Staying Civil: 10 Tips for Debating Politics with Friends and Family

The word “politics” has a variety of definitions depending on what area of life it is applied to.  For the most part, politics involve our core, centric beliefs about life, the government, and what we assume to be true.  It is certainly no wonder that the discussion of politics often can be heated and, at times, less than civil.  I can’t say I have always handled such discussions with grace, in fact, I have gotten belligerent on more than one occasion.  The problem is that most often it is friends and family we have these heated debates with.  It is one thing if one argues with a Facebook friends where escaping them is easy as clicking “delete.”  It is another story when the person you are arguing with is someone you have to see on a regular basis.  For the latter, I have formulated a list of tips I have not always followed but after close reflection I wish I had.

1.  Leave room for clarification.

Often in political debates, we tend to cut people off before they have had sufficient time to explain their viewpoints, or we lock in what people say in stone so that they have no wiggle room- especially when the opinion is potentially damning to the individual. Without allowing for clarification, we are seeking to manipulate the conversation to match our preconceived ideas of the other person rather than actually listening for comprehension.  

2.  Watch the tone of your voice.

In conversation, the tone of one’s voice can mean everything.  Often a debate can become heated because one of the people involved has adopted a harsh tone. Hateful tones can be demeaning to the other individual causing them to either disengage from the conversation or respond in kind by changing the tone of their voice as well.  At any rate, hateful tones can change the conversation into a negative experience fairly quickly.

3.  Watch your choice of words.

Word choice can be crucial in any debate. The best choice of words are the ones that get the point of an argument across without intentionally trying to offend the other individual.  I am not talking about being overly-politically correct but there are obvious word choices one would simply not use in conversation. Words that belittle the other individual, a revered political figure, or a topic of concern.  Also, slurs of all sorts and anything beyond the acceptable amount of swearing (for some folks there are no limits and for others swearing may not even be acceptable).   

4.  Respect other people’s viewpoints even if you don’t like them.

This may seem like a paradox but it is possible.  The point in any debate is an exchange of ideas.  We have to accept that even among those like us, it is inevitable that someone will have some viewpoint that is different.  If you truly want to convince this person to at least consider changing their viewpoints, you must respect their right to have their opinion however dumb you think it is.  If you put pressure on them to change their viewpoint chances are they won’t.

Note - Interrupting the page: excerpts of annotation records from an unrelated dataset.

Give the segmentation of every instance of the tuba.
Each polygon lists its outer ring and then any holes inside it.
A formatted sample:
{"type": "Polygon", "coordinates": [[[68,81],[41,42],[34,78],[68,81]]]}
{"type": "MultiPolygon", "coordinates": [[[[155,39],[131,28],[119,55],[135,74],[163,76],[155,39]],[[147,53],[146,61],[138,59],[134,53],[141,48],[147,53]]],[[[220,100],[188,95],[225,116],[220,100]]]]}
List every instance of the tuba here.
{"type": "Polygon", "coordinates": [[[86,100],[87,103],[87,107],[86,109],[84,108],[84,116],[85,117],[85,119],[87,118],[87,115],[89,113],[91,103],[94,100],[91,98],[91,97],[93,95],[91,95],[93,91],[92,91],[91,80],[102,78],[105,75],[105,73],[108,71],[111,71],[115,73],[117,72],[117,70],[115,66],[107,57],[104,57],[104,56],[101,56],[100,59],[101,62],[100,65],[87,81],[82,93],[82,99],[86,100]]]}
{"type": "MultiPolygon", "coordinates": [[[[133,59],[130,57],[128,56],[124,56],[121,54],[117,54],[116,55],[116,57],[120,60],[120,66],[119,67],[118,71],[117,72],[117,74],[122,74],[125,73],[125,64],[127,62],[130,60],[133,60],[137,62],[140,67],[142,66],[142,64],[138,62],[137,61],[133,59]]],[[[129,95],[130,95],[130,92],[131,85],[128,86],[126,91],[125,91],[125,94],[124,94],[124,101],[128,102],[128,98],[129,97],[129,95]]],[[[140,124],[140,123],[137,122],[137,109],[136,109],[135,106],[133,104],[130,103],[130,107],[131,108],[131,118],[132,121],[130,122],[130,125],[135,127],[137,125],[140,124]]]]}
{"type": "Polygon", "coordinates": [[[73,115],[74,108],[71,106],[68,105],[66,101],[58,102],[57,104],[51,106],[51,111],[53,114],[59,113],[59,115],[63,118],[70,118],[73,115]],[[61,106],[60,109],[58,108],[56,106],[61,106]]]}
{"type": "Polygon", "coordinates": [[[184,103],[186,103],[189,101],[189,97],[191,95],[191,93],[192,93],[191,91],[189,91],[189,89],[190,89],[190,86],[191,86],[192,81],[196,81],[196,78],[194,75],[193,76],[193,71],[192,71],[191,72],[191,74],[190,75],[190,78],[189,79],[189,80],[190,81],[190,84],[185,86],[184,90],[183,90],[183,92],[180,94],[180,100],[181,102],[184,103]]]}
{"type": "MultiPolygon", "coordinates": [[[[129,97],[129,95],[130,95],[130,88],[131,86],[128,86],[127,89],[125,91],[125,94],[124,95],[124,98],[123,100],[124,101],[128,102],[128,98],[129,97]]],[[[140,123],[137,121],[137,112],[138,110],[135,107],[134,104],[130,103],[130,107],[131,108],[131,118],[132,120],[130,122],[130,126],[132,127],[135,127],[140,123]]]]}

5.  Try not to interrupt.  Ask for time to talk if the other has been talking for a while.

Similar to allowing for clarification, not interrupting is another way to show respect during a debate.  Many people try to dominate a discussion by talking over other people so they don’t get a word in edge-wise.  In a civil discussion there is an event paced back-and-forth exchange of ideas where each participant receives an ample amount of time to talk.

6.  Avoid insulting the other person.  

This may seem like common sense, but when tensions are high this can be a dire strait a person may result to.  Often-times personal insults are used to delegitimize another person’s credibility.  This is known as an ad hominem which in Latin means “to the man.”  Personal insults almost never work and almost always result in hurt feelings.  Resulting to this measure can poison in relationship however dysfunctional it may be.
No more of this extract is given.